Preliminary Results of the Latitudinal and Time Dependence of Paleosecular Variation Dispersion Parameter during the Kiaman Superchron (318-262 Ma): AN Inter-Hemispheric Approach

One of the most fundamental questions about geomagnetic polarity reversals is that of stability. It has been suggested that the observed latitudinal dependence for the angular dispersion of paleosecular variation (PSV) and the inferred relationship with the mean geomagnetic reversal rate could be used as a good first-order tool for assessing the stability of geomagnetic field. Geomagnetic ';superchrons' - with single geomagnetic polarity period for ~ 10⁷ years - are so long they clearly do not represent an ordinary polarity change, but imply a fundamental transition in the dynamo processes. Studies on the PSV behavior throughout these lengthy geomagnetic intervals do represent an outstanding opportunity for providing useful constraints for understanding reversal processes and the geodynamic evolution. In this work, we present our preliminary results from an inter-hemispheric evaluation of the latitudinal and time dependence of the PSV stability through evaluation of scattering pattern of VGP datasets (estimation of dispersion parameter × corresponding paleolatitude (S_b-λ)) calculated from pre-selected paleomagnetic datasets (from the IAGA global paleomagnetic database) for the ~318-262 Myr Permo-Carboniferous Reversed Superchron (PCRS; also known as the Kiaman Reversed Superchron).
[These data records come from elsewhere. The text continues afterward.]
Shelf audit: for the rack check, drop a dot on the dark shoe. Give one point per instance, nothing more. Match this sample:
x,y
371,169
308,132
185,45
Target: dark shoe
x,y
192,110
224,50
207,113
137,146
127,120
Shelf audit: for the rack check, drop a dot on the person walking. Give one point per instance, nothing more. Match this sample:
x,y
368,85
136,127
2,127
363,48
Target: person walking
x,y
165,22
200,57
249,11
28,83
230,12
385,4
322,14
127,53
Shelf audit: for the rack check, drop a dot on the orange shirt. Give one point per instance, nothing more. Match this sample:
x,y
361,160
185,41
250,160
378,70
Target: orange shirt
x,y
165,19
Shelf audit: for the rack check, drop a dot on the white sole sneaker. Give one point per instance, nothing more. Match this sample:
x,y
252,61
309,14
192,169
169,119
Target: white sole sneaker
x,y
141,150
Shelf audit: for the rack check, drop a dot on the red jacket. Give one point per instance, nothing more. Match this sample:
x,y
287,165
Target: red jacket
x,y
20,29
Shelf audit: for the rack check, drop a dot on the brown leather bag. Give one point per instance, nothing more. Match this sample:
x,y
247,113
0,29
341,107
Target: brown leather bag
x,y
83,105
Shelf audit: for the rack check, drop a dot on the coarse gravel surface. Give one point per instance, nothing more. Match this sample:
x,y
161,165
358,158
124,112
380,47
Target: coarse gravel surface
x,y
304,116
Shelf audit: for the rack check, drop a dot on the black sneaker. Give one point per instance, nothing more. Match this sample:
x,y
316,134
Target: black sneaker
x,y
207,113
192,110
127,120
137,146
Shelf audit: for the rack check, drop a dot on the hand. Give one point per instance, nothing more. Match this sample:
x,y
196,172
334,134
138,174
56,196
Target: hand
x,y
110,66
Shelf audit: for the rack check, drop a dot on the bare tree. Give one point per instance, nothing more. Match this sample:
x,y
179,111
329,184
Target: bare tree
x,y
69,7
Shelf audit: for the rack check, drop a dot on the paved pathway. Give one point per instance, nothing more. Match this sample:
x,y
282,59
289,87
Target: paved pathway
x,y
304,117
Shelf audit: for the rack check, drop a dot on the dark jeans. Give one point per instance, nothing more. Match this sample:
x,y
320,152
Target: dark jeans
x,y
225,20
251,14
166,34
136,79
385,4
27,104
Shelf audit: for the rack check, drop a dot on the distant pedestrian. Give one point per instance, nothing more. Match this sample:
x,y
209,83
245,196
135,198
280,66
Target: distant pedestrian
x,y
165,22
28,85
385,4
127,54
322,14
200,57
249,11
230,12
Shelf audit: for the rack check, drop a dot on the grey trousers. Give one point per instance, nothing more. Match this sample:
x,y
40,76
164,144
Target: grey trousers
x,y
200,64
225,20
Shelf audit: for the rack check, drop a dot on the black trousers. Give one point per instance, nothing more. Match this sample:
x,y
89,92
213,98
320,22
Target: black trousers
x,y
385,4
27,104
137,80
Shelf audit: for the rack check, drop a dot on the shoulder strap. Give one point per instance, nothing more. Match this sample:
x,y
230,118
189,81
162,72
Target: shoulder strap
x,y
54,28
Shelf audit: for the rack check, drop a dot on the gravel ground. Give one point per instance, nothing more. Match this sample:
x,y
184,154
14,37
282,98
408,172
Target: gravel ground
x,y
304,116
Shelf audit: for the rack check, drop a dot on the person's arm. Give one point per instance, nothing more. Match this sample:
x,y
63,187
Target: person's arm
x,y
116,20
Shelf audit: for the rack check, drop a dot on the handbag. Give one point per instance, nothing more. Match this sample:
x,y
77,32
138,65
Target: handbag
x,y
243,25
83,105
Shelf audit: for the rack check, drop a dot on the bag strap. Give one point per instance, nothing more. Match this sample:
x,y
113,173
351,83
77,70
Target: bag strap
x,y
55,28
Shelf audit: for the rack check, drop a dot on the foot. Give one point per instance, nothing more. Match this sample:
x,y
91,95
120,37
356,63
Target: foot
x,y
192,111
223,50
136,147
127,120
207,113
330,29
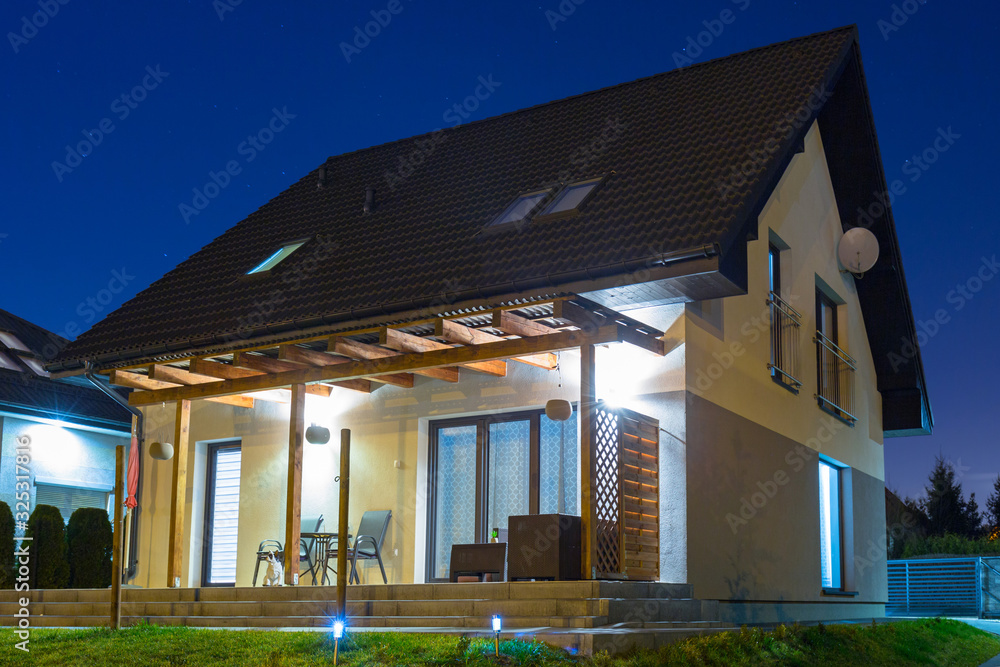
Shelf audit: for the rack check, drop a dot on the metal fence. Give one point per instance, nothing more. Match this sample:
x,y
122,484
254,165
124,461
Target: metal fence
x,y
942,587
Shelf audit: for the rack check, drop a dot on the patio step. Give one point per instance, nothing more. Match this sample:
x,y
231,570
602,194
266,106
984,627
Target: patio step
x,y
525,606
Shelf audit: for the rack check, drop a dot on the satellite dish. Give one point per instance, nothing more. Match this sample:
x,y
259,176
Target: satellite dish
x,y
858,250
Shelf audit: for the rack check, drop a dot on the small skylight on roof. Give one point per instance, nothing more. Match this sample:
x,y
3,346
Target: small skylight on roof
x,y
8,363
522,207
13,342
570,197
36,366
276,258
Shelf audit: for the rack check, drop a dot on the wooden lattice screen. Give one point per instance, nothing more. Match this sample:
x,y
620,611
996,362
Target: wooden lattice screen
x,y
626,495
Preliminary results for S_b-λ, observed from Southern Hemisphere covering from low to high paleolatitudes, are indicative of a lower PSV trending pattern during the Kiaman Superchron rather than the observed for high reversing frequency rate periods, similarly to the discussed for VGP datasets (low and mid-paleolatitudes) from ~118-83 Myr Cretaceous Normal Superchron.